Can Felons vote in Maine?

The United State has one of the highest numbers of people unable to vote due to incarceration. When compared to other leading nations, America remains one of the most restrictive on the issue of allowing those in prison for serious crimes to vote.

Reports from D.C.-based Sentencing project, Marc Mauer of Washington, over 6 million people were disenfranchised in this election because they were locked up with felony convictions.

The right to vote is generally known as a franchise. It is a right that everyone should enjoy as long as certain requirements are met. In most states in US, felons are denied this right. Maine however, tows a different line.

Maine is not like most states when it comes to the right of felons to vote after completing their sentence or while still in jail. Felons have never been denied their voting rights since the creation of the state more than 180 years ago.

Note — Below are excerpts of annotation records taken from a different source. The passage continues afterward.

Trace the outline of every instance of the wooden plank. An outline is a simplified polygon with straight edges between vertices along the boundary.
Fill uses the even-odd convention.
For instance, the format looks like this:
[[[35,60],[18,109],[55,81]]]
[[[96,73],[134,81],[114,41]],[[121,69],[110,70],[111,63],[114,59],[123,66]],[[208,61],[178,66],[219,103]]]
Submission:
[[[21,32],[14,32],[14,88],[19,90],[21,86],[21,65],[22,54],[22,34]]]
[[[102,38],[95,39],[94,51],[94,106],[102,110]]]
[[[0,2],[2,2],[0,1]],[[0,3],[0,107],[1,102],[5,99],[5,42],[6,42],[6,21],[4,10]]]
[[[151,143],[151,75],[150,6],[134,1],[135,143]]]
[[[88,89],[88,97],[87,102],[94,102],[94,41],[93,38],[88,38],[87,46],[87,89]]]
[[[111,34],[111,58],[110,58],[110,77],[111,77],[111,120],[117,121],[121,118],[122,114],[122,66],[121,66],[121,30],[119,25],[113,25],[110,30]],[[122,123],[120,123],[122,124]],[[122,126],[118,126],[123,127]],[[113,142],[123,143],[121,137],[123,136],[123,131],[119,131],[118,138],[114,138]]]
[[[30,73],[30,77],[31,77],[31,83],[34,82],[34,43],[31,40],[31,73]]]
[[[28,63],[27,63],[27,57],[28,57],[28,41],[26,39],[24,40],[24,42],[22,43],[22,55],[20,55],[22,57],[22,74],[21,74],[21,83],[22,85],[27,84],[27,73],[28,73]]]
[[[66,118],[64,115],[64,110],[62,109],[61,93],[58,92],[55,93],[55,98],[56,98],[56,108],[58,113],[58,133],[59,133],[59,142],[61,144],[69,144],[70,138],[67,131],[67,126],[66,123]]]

Maine and Vermont have the same stance of tolerance towards the highly controversial topic. Interestingly, both states have never placed restrictions on the voting rights of felons after release from prison.

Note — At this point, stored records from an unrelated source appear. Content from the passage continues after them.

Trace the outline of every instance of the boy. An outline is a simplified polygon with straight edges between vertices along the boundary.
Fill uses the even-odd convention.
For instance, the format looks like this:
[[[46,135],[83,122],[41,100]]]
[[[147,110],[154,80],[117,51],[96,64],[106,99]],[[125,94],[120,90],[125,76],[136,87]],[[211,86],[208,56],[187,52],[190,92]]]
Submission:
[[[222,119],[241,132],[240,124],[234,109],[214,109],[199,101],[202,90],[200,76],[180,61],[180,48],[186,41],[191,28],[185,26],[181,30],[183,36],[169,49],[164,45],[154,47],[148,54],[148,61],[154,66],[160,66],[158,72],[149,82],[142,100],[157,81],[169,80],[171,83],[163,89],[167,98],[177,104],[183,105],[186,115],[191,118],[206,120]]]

The ban on felon voting is majorly associated with states having a high population of blacks. Most of these state bans came up during the late 1860s and 1870s, during which time; the fifteenth amendment was made that guaranteed the right of black Americans to vote.

Maine, being a state not having a large population of blacks, did not go along with the other states that placed bans on felon voting rights.

Felon voting Law in Maine

Can Felons vote in Maine

In Maine, voting rights for all citizens, with the inclusion of incarcerated people is duly provided for in the state constitution. Past attempts made in the legislature to exclude felons convicted of serious crimes have all failed. Some have argued that stopping felons from voting serves as retribution for their crimes, and also a way of protecting the purity of the ballot box.

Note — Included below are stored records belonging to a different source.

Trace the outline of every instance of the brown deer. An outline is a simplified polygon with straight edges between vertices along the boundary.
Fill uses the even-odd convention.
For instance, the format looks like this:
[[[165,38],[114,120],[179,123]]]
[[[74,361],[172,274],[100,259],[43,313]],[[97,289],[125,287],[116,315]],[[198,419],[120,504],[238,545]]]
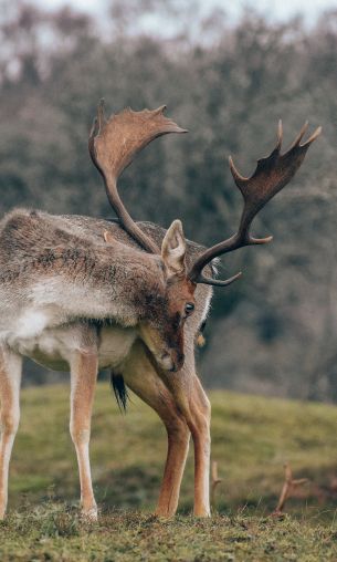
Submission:
[[[103,175],[117,214],[112,222],[15,209],[0,223],[1,441],[0,518],[8,499],[10,455],[20,417],[22,357],[71,372],[71,436],[76,449],[81,503],[95,519],[89,467],[92,404],[98,368],[109,367],[119,400],[131,388],[162,419],[168,452],[157,513],[176,512],[188,452],[194,445],[194,513],[208,516],[210,404],[194,366],[194,340],[212,289],[234,279],[213,279],[212,260],[243,246],[261,244],[250,226],[259,210],[294,176],[319,135],[301,144],[306,126],[287,153],[277,145],[259,160],[251,178],[232,160],[244,199],[238,232],[204,249],[185,240],[179,220],[165,231],[136,223],[117,191],[117,178],[154,138],[183,133],[156,111],[131,110],[104,117],[103,104],[89,136],[92,159]]]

While these arguments hold sway in some other states, the Maine parliament has chosen to think differently and persist on their current stand. There is currently no strong opposition in Maine against felons retaining their rights to vote.

The issue of sustaining the rights of inmates to vote was revisited just last year by the legislature, and they opted to continue allowing inmates to vote.

Elections in Maine are guided by rules as in every other state. To register to vote, more importance is placed on your residency than on whether or not you’re in jail. To register, you must be a US citizen, who is at least 17 years old with clear indications that you’ll be 18 years old at the time of the election. However, at 17 years, you are eligible to vote in primary elections.

You must also maintain an established a voting residence in the area you seek to register. This area could be the city, town, or locality where you live.

Felons serving time in a state correctional facility or a county jail can register to vote in Maine as long as it is in the same area where they had established residency in the past. This must be a place considered a fixed residence, or a principal home. This should be the residence they plan to return to upon release from incarceration.

How Felons vote in Maine

Inmates are encouraged to vote in most correctional facilities in Maine, by corrections officials. Volunteers are majorly relied upon to register inmates for elections. Voting advocacy organizations such as the NAACP and League of Women Voters have held voter registration drives in prisons in partnership with the corrections departments.

While some inmates are happy to still be a part of the political process in their states and country, others are indifferent and don’t bother to exercise their rights from jail.

During elections, incarcerated people vote by an absentee ballot in their last place of residence; therefore, their votes do not count as votes from the town that houses the prison when they are. This means they cannot influence local elections with bloc votes.

See also: How to Register to Vote in Maine

Barriers to Felon voting

While felon voting is generally accepted in Maine, it also faces some major internal and external obstacles.

Inmates are not allowed access to the internet and are not supplied with news about the places they used to live in. They are basically cut off from the world they left behind. This also means that they are left uninformed about the political happenings and developments in their previous homes.

They are restricted from campaigning for candidates, displaying posters, and indulging in other forms of political partisanship. This really reduces their political participation and tends to dull the political drive amongst inmates.

Volunteers and experts who attempt to encourage felons to vote suspect that very few actually do so. There are no records, and nobody keeps track of inmate voting/registration, so comprehensive statistics on the participation and political ideologies of inmates are unavailable.

Election officials in Maine count the votes of inmates alongside other absentee ballots; hence, the number of incarcerated people that vote is not specifically tallied.

Restoring a Felon’s voting right in Maine

Felons in some states have to go through certain processes to regain their right to vote when they’ve been released. In Delaware, felons remain restricted from voting for five years after release. Similarly, the state of Kentucky requires a released felon to take action before regaining the right to vote. However in Maine, a felon need not restore their voting right once they’ve served their time and have been released. This is because; they never lost the right to vote in the first place. They still retain their right to vote in both primary and general elections whether as inmates or when they’re out on parole.

Conclusion

The right to vote in elections in the state of Maine is made available to all. Being a felon will not deprive you of this right. Felons still get to vote in elections through absentee ballot. While there are limitations to full political involvement, felons still get a say in who gets into power.